Site icon imusicfun

Intervista ad Amsi, in gara a Sanremo Giovani 2025

Amsi Sanremo Giovani 2025

Intervista all’artista genovese Amsi, in gara a Sanremo Giovani 2025 con Pizza Americana, sognando un posto all’Ariston

AMSI si prepara a una nuova ed entusiasmante fase della sua carriera. PIZZA AMERICANA, scritto insieme a Michael Consigli (Consi) e Filippo Damagio (Werdn) e prodotto da Giupo e Simone Panero (Sic), racconta con ironia e sincerità la vita e le contraddizioni della sua generazione, fondendo autenticità e leggerezza in un linguaggio personale e diretto.

Qui le nostre pagelle delle canzoni di Sanremo Giovani 2025.

Intervista ad Amsi, in gara a Sanremo Giovani 2025

Amsi, tra i 24 artisti selezionati per Sanremo Giovani 2025. Quali sono le sensazioni che stai vivendo in questi giorni così intensi?
È un periodo complesso ma bellissimo. All’inizio ero incredulo, davvero non me lo aspettavo. Arrivare fin qui era uno degli obiettivi che sognavo ma non pensavo potesse diventare reale. Ora però prevale la voglia: voglia di salire sul palco, cantare e vedere come andrà questa esperienza. È come se fossi sospeso tra sorpresa e adrenalina.
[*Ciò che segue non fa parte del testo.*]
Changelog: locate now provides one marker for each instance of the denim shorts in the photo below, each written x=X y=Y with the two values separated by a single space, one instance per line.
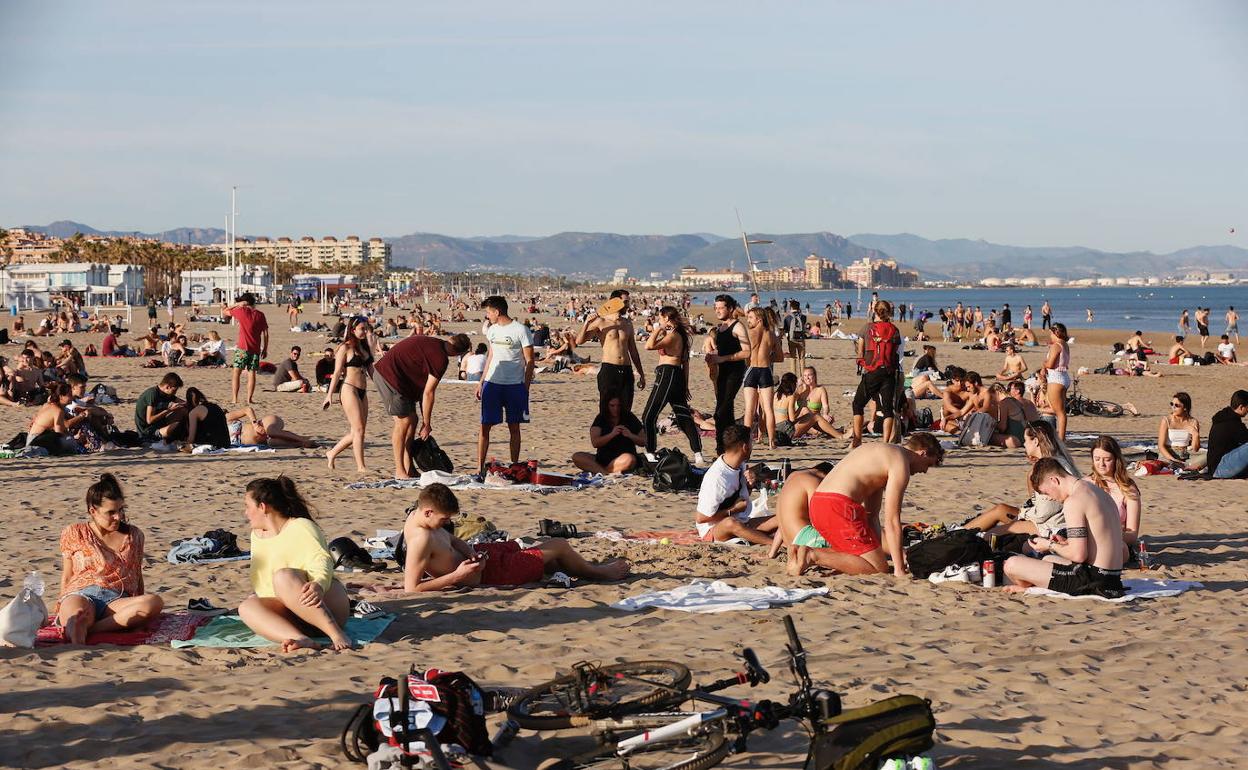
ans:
x=99 y=597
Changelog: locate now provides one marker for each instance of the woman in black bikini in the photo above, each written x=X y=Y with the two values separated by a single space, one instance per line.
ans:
x=353 y=366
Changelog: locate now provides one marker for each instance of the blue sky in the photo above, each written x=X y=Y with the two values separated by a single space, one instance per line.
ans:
x=1115 y=125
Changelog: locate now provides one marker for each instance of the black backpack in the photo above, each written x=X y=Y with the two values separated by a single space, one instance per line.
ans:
x=428 y=456
x=673 y=472
x=960 y=547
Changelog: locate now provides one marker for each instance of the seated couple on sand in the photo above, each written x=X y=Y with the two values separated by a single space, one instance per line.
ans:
x=830 y=518
x=436 y=559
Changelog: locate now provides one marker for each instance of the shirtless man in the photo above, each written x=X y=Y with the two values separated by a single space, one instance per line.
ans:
x=437 y=560
x=955 y=401
x=619 y=355
x=1014 y=367
x=1085 y=559
x=840 y=524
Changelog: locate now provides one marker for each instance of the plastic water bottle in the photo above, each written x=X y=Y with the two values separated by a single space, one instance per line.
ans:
x=34 y=583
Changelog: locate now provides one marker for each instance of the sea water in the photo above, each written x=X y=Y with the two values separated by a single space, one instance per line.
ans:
x=1148 y=308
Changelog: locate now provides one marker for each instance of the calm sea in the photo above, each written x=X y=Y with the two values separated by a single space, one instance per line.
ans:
x=1155 y=308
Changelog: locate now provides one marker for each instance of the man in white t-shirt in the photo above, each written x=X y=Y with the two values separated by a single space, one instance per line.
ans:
x=724 y=504
x=1227 y=351
x=508 y=375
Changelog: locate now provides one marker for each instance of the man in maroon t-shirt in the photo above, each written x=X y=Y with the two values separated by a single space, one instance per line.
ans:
x=406 y=378
x=252 y=342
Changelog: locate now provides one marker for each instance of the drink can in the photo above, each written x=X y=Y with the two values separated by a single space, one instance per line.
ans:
x=990 y=574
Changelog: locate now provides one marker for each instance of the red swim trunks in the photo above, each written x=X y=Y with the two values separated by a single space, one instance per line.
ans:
x=844 y=523
x=509 y=565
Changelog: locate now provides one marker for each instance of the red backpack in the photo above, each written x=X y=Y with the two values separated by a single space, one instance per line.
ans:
x=881 y=347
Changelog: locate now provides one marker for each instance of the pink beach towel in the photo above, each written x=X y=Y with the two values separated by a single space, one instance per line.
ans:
x=167 y=628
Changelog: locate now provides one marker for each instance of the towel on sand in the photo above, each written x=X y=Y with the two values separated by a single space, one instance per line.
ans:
x=461 y=481
x=231 y=632
x=718 y=597
x=1137 y=588
x=169 y=627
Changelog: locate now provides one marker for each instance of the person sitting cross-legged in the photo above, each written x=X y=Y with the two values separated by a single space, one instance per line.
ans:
x=724 y=504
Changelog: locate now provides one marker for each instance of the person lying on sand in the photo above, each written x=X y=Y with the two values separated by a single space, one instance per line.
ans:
x=1086 y=557
x=724 y=504
x=844 y=511
x=437 y=560
x=291 y=572
x=102 y=569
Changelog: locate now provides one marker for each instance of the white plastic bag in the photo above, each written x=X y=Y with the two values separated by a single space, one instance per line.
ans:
x=25 y=614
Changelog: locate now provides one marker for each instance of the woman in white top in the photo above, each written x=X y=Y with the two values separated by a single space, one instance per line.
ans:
x=473 y=366
x=1057 y=365
x=1178 y=434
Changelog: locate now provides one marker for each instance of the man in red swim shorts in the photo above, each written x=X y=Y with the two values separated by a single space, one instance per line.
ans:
x=437 y=559
x=840 y=527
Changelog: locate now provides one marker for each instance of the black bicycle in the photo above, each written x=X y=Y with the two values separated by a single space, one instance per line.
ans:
x=632 y=710
x=1076 y=403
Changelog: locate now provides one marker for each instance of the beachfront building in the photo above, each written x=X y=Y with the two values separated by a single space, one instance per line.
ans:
x=212 y=286
x=867 y=272
x=692 y=276
x=821 y=273
x=35 y=286
x=311 y=253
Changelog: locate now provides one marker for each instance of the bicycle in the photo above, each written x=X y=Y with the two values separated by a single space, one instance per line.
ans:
x=1076 y=403
x=612 y=703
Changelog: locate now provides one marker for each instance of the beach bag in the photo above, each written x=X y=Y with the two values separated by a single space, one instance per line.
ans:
x=977 y=429
x=882 y=342
x=860 y=739
x=23 y=617
x=428 y=456
x=673 y=472
x=448 y=704
x=961 y=547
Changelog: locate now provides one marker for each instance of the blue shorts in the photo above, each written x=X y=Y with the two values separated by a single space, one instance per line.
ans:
x=494 y=398
x=99 y=597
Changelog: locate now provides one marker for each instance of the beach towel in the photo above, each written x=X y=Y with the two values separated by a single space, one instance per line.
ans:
x=718 y=597
x=170 y=627
x=1137 y=588
x=459 y=481
x=231 y=632
x=243 y=449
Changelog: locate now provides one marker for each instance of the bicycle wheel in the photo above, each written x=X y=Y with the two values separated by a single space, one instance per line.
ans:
x=1103 y=408
x=613 y=690
x=688 y=753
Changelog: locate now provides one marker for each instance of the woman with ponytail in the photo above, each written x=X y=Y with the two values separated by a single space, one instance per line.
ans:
x=291 y=570
x=102 y=569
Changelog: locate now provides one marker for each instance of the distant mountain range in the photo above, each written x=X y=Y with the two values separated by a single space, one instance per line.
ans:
x=599 y=253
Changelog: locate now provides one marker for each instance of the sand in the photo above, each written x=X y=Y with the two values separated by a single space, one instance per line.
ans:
x=1015 y=682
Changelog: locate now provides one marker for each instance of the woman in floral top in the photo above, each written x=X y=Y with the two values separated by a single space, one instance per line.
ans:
x=102 y=569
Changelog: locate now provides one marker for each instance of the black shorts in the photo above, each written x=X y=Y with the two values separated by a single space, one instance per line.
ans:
x=880 y=385
x=1086 y=580
x=759 y=377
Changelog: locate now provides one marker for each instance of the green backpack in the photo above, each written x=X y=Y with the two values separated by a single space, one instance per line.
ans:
x=860 y=739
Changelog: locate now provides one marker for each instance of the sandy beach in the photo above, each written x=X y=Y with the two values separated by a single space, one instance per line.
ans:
x=1014 y=682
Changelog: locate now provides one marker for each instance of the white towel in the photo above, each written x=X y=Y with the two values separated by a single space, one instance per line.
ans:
x=1137 y=588
x=718 y=597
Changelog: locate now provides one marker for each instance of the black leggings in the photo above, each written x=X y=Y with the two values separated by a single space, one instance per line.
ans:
x=728 y=385
x=669 y=388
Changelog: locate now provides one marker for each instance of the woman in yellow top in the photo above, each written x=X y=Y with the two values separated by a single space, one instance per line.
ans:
x=291 y=570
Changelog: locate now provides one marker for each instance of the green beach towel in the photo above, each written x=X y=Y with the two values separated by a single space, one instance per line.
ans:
x=231 y=632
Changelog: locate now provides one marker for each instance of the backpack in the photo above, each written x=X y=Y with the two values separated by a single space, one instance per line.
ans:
x=880 y=352
x=796 y=327
x=674 y=473
x=977 y=429
x=960 y=547
x=428 y=456
x=860 y=739
x=448 y=704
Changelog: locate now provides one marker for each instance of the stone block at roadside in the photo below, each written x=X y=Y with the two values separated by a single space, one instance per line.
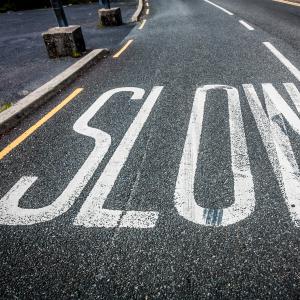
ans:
x=64 y=41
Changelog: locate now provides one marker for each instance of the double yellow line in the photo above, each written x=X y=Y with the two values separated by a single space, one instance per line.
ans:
x=38 y=124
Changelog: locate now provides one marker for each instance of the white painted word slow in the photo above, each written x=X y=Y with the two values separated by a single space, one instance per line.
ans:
x=271 y=126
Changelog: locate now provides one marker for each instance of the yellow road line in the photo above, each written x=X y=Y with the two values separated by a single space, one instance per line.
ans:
x=123 y=49
x=37 y=125
x=142 y=25
x=288 y=2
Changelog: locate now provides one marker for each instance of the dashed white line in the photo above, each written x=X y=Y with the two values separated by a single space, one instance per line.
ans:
x=223 y=9
x=283 y=59
x=249 y=27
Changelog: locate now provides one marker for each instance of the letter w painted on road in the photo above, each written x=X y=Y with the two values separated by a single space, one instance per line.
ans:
x=277 y=143
x=92 y=213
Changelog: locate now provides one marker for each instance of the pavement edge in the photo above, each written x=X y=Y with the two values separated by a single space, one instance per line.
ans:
x=138 y=11
x=23 y=107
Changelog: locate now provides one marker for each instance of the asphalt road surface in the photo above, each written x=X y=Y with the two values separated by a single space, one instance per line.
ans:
x=173 y=174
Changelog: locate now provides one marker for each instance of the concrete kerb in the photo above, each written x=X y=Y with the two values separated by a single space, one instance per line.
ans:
x=14 y=115
x=138 y=11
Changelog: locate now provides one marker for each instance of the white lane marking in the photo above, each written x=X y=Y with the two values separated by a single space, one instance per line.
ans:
x=92 y=213
x=243 y=183
x=294 y=94
x=223 y=9
x=284 y=60
x=12 y=214
x=277 y=143
x=249 y=27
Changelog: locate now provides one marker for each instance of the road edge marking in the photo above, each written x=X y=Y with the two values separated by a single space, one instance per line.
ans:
x=123 y=49
x=287 y=2
x=142 y=25
x=283 y=60
x=218 y=6
x=23 y=107
x=245 y=24
x=38 y=124
x=138 y=11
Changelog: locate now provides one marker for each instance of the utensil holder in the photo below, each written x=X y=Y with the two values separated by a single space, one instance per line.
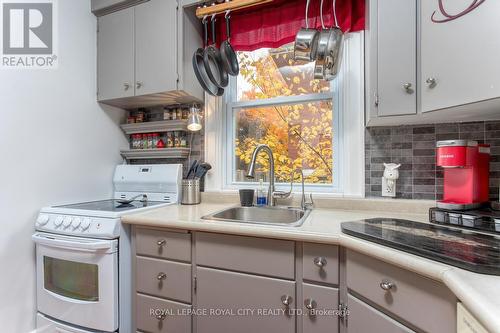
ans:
x=191 y=192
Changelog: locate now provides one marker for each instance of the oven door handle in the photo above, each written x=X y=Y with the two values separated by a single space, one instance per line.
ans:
x=67 y=244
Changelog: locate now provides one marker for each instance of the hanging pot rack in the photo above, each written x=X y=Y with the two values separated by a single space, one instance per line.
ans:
x=232 y=5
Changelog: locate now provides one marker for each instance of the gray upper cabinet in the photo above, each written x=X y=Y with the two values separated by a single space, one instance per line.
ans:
x=143 y=54
x=115 y=56
x=461 y=55
x=395 y=90
x=422 y=58
x=155 y=53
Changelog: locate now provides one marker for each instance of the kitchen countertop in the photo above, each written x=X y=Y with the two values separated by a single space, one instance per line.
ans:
x=479 y=293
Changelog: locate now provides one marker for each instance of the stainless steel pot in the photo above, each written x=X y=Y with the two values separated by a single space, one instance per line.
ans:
x=306 y=41
x=330 y=49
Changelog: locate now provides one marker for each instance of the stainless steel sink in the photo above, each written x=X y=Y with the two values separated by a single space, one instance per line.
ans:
x=283 y=216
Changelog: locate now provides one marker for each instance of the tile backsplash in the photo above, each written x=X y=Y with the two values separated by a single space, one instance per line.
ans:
x=414 y=148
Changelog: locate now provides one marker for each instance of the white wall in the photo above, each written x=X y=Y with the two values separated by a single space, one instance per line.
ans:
x=56 y=145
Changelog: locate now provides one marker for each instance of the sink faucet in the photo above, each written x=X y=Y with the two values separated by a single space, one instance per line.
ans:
x=251 y=171
x=272 y=194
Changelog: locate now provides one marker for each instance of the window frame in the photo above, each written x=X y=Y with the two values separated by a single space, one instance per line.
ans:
x=232 y=106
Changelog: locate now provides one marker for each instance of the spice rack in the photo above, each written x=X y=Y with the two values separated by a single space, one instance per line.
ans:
x=156 y=153
x=155 y=126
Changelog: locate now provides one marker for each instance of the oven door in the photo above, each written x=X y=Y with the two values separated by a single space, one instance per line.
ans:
x=77 y=280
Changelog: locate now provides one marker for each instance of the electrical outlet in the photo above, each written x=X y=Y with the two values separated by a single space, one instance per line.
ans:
x=388 y=190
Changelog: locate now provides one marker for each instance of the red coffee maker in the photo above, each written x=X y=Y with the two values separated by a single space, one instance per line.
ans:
x=466 y=173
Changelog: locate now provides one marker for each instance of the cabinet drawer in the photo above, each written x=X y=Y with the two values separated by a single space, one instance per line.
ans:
x=323 y=317
x=163 y=244
x=246 y=254
x=363 y=318
x=156 y=315
x=320 y=263
x=164 y=278
x=420 y=301
x=233 y=292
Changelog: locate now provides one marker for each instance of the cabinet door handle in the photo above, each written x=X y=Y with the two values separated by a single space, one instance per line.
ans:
x=310 y=304
x=320 y=262
x=161 y=316
x=431 y=82
x=286 y=300
x=386 y=285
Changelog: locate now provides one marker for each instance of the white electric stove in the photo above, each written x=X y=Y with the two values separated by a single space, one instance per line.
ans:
x=84 y=257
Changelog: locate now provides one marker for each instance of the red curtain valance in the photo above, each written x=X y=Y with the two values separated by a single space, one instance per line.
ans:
x=275 y=24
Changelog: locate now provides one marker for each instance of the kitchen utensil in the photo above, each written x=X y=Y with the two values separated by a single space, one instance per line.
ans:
x=213 y=61
x=246 y=197
x=191 y=168
x=191 y=192
x=129 y=201
x=306 y=41
x=329 y=49
x=229 y=57
x=199 y=66
x=202 y=170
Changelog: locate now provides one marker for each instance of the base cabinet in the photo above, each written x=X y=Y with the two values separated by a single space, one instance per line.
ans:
x=212 y=283
x=363 y=318
x=243 y=303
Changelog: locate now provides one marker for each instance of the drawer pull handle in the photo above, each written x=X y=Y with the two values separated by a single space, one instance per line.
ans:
x=310 y=304
x=386 y=285
x=320 y=262
x=286 y=300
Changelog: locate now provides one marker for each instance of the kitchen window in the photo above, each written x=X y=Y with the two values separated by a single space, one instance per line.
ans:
x=276 y=101
x=314 y=125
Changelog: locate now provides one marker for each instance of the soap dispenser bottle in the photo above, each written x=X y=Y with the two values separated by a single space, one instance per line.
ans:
x=261 y=194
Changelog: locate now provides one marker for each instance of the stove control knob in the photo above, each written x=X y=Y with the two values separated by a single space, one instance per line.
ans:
x=58 y=221
x=42 y=219
x=85 y=223
x=67 y=221
x=76 y=222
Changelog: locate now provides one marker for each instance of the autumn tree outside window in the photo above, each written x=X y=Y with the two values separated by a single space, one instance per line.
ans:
x=277 y=101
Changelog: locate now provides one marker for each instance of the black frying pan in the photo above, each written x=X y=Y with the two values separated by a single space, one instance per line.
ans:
x=229 y=57
x=199 y=67
x=213 y=62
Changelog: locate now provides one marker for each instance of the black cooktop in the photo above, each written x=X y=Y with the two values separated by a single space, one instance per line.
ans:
x=469 y=250
x=111 y=205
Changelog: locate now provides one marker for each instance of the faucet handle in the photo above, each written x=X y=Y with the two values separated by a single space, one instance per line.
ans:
x=309 y=204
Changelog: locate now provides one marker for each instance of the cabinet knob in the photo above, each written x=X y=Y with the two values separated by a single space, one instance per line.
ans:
x=310 y=304
x=386 y=285
x=431 y=82
x=408 y=88
x=161 y=316
x=320 y=262
x=286 y=300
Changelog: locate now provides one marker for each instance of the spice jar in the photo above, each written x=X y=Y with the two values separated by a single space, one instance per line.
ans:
x=183 y=140
x=155 y=140
x=166 y=114
x=170 y=139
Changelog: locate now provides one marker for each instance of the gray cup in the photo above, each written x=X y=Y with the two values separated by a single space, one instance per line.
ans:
x=191 y=191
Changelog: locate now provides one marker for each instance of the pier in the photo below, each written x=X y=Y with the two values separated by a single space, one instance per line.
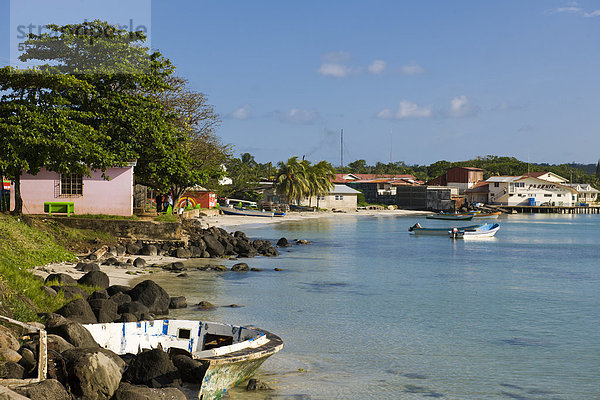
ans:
x=595 y=209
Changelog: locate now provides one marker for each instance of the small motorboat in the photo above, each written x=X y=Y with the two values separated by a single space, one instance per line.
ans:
x=417 y=229
x=453 y=217
x=229 y=353
x=483 y=231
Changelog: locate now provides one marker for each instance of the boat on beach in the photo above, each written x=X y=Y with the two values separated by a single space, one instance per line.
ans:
x=483 y=231
x=247 y=212
x=453 y=217
x=229 y=353
x=417 y=229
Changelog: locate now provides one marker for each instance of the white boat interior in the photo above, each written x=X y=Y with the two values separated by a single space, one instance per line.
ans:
x=201 y=339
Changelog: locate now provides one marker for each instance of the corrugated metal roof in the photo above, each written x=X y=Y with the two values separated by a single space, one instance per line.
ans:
x=343 y=189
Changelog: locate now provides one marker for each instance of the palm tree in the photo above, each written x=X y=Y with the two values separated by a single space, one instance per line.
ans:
x=292 y=179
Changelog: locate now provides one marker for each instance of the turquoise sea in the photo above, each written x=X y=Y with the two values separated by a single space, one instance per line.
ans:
x=370 y=312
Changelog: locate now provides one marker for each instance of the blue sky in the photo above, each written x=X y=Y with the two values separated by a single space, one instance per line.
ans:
x=435 y=79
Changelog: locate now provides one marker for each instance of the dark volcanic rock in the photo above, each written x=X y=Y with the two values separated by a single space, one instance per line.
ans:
x=71 y=292
x=63 y=279
x=135 y=307
x=44 y=390
x=74 y=333
x=87 y=267
x=127 y=391
x=240 y=267
x=152 y=296
x=78 y=310
x=95 y=278
x=114 y=289
x=153 y=368
x=191 y=370
x=177 y=302
x=283 y=242
x=213 y=246
x=139 y=262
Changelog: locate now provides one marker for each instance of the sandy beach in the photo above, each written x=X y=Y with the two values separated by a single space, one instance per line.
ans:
x=127 y=275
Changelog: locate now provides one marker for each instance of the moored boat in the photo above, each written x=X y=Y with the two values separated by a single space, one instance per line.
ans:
x=246 y=212
x=453 y=217
x=483 y=231
x=417 y=229
x=230 y=353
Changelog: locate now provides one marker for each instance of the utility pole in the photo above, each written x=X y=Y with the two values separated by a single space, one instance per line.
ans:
x=342 y=149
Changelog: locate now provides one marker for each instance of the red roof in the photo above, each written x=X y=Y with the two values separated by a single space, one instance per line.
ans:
x=339 y=178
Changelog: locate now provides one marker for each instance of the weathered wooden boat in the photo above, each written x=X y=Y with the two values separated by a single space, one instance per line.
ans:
x=487 y=215
x=484 y=231
x=229 y=353
x=246 y=212
x=417 y=229
x=453 y=217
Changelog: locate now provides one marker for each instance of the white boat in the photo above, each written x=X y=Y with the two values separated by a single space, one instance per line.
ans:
x=230 y=353
x=483 y=231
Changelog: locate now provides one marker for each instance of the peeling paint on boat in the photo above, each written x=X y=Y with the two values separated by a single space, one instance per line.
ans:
x=227 y=365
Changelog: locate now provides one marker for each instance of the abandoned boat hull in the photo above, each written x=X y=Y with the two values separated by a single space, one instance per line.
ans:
x=230 y=353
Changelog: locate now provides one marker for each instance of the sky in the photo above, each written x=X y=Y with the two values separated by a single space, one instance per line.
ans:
x=413 y=81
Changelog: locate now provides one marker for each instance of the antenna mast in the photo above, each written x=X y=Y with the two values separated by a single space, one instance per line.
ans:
x=342 y=149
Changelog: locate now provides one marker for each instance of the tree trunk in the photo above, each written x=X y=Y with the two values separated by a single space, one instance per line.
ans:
x=18 y=199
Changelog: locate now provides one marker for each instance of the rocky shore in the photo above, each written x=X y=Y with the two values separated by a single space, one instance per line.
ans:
x=99 y=289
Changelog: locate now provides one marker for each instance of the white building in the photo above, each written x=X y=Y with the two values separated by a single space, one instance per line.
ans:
x=531 y=190
x=341 y=197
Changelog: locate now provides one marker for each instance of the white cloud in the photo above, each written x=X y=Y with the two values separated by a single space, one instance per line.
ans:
x=406 y=109
x=335 y=70
x=299 y=116
x=413 y=69
x=574 y=8
x=377 y=67
x=336 y=57
x=460 y=107
x=243 y=112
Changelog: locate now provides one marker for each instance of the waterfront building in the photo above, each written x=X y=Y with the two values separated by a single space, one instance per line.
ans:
x=89 y=195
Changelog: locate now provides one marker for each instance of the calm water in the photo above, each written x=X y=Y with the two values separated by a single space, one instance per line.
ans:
x=369 y=311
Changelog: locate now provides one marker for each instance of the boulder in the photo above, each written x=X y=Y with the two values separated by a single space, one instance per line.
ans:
x=44 y=390
x=182 y=252
x=139 y=262
x=177 y=302
x=95 y=278
x=127 y=391
x=8 y=340
x=135 y=307
x=213 y=246
x=114 y=289
x=149 y=250
x=11 y=370
x=87 y=267
x=99 y=294
x=255 y=384
x=74 y=333
x=10 y=355
x=61 y=278
x=153 y=368
x=240 y=267
x=133 y=248
x=57 y=343
x=121 y=298
x=283 y=242
x=152 y=296
x=94 y=373
x=191 y=370
x=71 y=292
x=104 y=309
x=78 y=310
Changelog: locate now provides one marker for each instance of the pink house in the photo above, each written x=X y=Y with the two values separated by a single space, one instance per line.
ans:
x=90 y=195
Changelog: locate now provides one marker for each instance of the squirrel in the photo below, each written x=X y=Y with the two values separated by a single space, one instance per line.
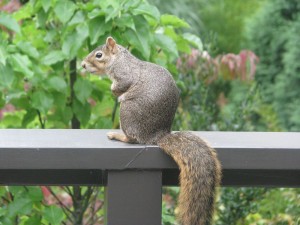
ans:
x=148 y=98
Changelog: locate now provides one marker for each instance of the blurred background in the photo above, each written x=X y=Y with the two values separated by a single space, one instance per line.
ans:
x=236 y=63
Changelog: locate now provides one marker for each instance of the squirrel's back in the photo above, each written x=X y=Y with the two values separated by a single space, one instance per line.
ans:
x=148 y=98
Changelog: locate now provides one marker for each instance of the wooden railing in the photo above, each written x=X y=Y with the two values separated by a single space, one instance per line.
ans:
x=134 y=174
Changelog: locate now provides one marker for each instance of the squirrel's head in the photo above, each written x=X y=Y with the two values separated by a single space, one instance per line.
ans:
x=98 y=61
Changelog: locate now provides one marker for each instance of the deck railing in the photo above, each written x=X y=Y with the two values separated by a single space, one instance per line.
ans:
x=134 y=174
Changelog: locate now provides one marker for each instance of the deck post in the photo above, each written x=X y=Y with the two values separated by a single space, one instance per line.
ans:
x=133 y=197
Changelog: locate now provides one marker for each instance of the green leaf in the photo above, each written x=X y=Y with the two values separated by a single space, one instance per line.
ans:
x=53 y=57
x=33 y=220
x=46 y=4
x=97 y=28
x=146 y=9
x=73 y=42
x=77 y=18
x=3 y=55
x=54 y=215
x=7 y=21
x=42 y=101
x=167 y=44
x=82 y=111
x=172 y=20
x=35 y=193
x=96 y=13
x=125 y=20
x=194 y=40
x=6 y=76
x=64 y=10
x=24 y=12
x=2 y=104
x=83 y=89
x=22 y=64
x=29 y=117
x=57 y=83
x=142 y=28
x=65 y=114
x=29 y=49
x=19 y=206
x=83 y=31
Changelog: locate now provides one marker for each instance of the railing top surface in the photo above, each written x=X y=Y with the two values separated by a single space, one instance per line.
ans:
x=90 y=149
x=96 y=139
x=57 y=157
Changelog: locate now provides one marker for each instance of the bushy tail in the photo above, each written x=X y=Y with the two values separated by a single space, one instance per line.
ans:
x=200 y=174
Sanremo Giovani è per molti un traguardo ma anche un nuovo punto di partenza. Dove si colloca per te nel tuo percorso artistico?
Per il “vecchio Amsi” era un traguardo, il coronamento di anni in cui cercavo di entrare in questo mondo. Per l’Amsi di oggi è un inizio: un’occasione per provare a trasformare questa passione in una vita vera, fatta ogni giorno di musica, emozioni e nuove esperienze.

Sei originario di Genova, una città che negli ultimi anni ha dato molto alla musica italiana. Quanto ti ha influenzato questo ambiente?
Tantissimo. Alfa e Olly, ad esempio, sono persone con cui sono cresciuto e con cui ho fatto la gavetta: eravamo una trentina di ragazzi che volevano fare musica e siamo tutti della stessa “leva”. Vederli riuscire mi ha dato grande motivazione.
Poi, anche se ora sto molto a Milano, vivo con altri sette genovesi: la “genovesità” non la perdo mai. Genova ti dà un pensiero critico e un’emotività che secondo me sono uniche, mentre Milano mi ha insegnato a lavorare sodo e a credere davvero in quello che faccio.

Oggi conta ancora l’aspetto territoriale nella costruzione di un artista?
Dipende. Io non spingo troppo sulla mia genovesità, non sono quello che va in giro con la bandiera della città. Però è chiaro che per alcuni artisti, come Bresch, questo elemento identitario è fondamentale e funziona molto. Credo che dipenda dal tipo di musica che fai e da ciò che vuoi comunicare.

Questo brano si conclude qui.